La mancata cancellazione dell’ipoteca comporta il risarcimento del danno al contribuente
di Gioacchino De PasqualeLa Corte di Cassazione, con l’ordinanza n. 26042 depositata ieri, 17 novembre, ha affrontato la questione della risarcibilità del danno nei confronti del contribuente impossibilitato alla vendita dell’immobile per la mancata cancellazione dell’ipoteca da parte dell’Agente della Riscossione.
Nel caso di specie, l’Agente della Riscossione aveva iscritto ipoteca su dei terreni di proprietà di una società a garanzia di “contributi finanziari non pagati”.
La società proprietari dei terreni, in vista della vendita dei suddetti beni immobili, aveva proceduto a saldare i propri debiti nei confronti dell’Agente della Riscossione, con contestuale richiesta della cancellazione dell’ipoteca.
Nonostante le richieste e sollecitazioni della società, alla data fissata per la stipula del contratto di cessione dei terreni (a distanza di un anno dalla richiesta di cancellazione dell’ipoteca sui terreni), l’Agente della Riscossione non aveva ancora provveduto alla cancellazione dell’ipoteca, rendendo impossibile la stipula del contratto di cessione dei terreni in questione e causando la revoca della irrevocabile proposta di acquisto da parte del promissario acquirente.
La negligenza dell’Agente della riscossione nella cancellazione dell’ipoteca, con conseguente impossibilità di stipulare il contratto di cessione dei terreni, sono le motivazioni alla base della richiesta di risarcimento danni da parte del contribuente nei confronti dell’Agente della riscossione.
Le richieste del contribuente sono state accolte in primo grado, con condanna dell’Agente della riscossione al pagamento della somma (euro 200.000), pari alla differenza tra il prezzo di acquisto del terreno e il prezzo di acquisto offerto dall’acquirente poi receduto dall’affare.
Di diverso avviso è stata la Corte di Appello, che nonostante abbia ritenuto la condotta posta in essere da parte dell’Agente della riscossione “negligente”, non ha ritenuto sussistente un danno nei confronti del contribuente, sostenendo che la “mancata vendita di un immobile non comporta un pregiudizio nei confronti del contribuente, considerando le notorie plusvalenze immobiliari nel tempo”.
In sostanza, secondo la Corte d’Appello, l’impossibilità di concludere il contratto di cessione dei terreni non ha causato un danno risarcibile al contribuente in quanto i beni immobili sono destinati ad acquistare valore nel tempo.
Tale tesi non è stata ritenuta corretta in punto diritto dalla Corte di Cassazione. Secondo la Suprema Corte, il danno esiste, e deve essere risarcito, quando tra il verificarsi dell’evento dannoso e la liquidazione, momento nel quale va stabilito il contenuto oggettivo del danno, il valore del bene muti considerevolmente.
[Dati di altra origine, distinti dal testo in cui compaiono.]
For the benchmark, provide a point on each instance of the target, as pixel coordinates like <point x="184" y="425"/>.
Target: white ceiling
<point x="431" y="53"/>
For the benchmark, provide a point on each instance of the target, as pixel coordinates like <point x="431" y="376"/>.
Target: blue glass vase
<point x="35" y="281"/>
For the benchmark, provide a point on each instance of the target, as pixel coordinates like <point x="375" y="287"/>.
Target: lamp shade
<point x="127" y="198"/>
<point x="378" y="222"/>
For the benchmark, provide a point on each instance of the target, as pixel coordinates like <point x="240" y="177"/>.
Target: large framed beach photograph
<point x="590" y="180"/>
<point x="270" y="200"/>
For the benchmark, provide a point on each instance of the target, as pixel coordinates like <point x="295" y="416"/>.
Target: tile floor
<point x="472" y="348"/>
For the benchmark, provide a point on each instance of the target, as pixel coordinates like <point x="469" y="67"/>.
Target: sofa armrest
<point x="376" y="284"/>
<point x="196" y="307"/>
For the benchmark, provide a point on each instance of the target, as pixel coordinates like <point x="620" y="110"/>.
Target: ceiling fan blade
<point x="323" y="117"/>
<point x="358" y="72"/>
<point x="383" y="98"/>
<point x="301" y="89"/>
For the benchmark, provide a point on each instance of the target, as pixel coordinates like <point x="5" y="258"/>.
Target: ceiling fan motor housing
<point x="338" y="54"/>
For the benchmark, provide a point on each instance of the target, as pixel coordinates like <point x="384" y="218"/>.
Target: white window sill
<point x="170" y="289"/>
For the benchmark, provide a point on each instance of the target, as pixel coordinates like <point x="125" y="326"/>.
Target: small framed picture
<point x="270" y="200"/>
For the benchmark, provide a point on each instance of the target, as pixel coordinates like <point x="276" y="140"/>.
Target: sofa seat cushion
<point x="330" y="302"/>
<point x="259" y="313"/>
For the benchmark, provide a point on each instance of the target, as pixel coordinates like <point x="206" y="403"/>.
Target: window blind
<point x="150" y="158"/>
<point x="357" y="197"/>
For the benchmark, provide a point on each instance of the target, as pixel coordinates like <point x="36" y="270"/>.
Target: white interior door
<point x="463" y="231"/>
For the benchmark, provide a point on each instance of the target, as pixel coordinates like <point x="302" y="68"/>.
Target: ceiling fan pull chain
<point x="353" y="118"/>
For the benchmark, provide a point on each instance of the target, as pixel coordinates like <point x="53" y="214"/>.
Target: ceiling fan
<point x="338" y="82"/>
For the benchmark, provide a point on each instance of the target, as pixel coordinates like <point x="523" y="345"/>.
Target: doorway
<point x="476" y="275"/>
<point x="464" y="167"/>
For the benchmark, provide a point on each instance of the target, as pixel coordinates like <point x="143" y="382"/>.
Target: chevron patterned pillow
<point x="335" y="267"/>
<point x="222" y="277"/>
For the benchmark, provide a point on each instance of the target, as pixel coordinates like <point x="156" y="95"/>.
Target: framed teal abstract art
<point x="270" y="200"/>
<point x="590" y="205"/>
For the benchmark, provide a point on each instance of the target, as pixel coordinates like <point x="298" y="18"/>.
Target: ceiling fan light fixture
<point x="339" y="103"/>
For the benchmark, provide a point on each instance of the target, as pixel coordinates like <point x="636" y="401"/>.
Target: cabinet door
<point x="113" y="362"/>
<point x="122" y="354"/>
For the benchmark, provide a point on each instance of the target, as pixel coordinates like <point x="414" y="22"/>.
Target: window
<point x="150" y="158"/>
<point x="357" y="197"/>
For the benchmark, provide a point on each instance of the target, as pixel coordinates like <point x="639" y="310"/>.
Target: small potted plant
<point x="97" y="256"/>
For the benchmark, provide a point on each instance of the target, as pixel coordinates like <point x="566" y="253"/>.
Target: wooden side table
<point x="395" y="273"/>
Ove il danno sussista, il risarcimento deve consistere nella prestazione dell’equivalente della perdita subita, perdita pari alla differenza tra le condizioni del soggetto al momento della liquidazione e quelle in cui si sarebbe trovato il danneggiato se l’evento non fosse accaduto.
In ultimo la Suprema Corte evidenzia che nella quantificazione del danno va tenuto conto degli eventi che accrescono o aggravano il danno subito, cosi come degli eventi di apprezzamento o deprezzamento monetario.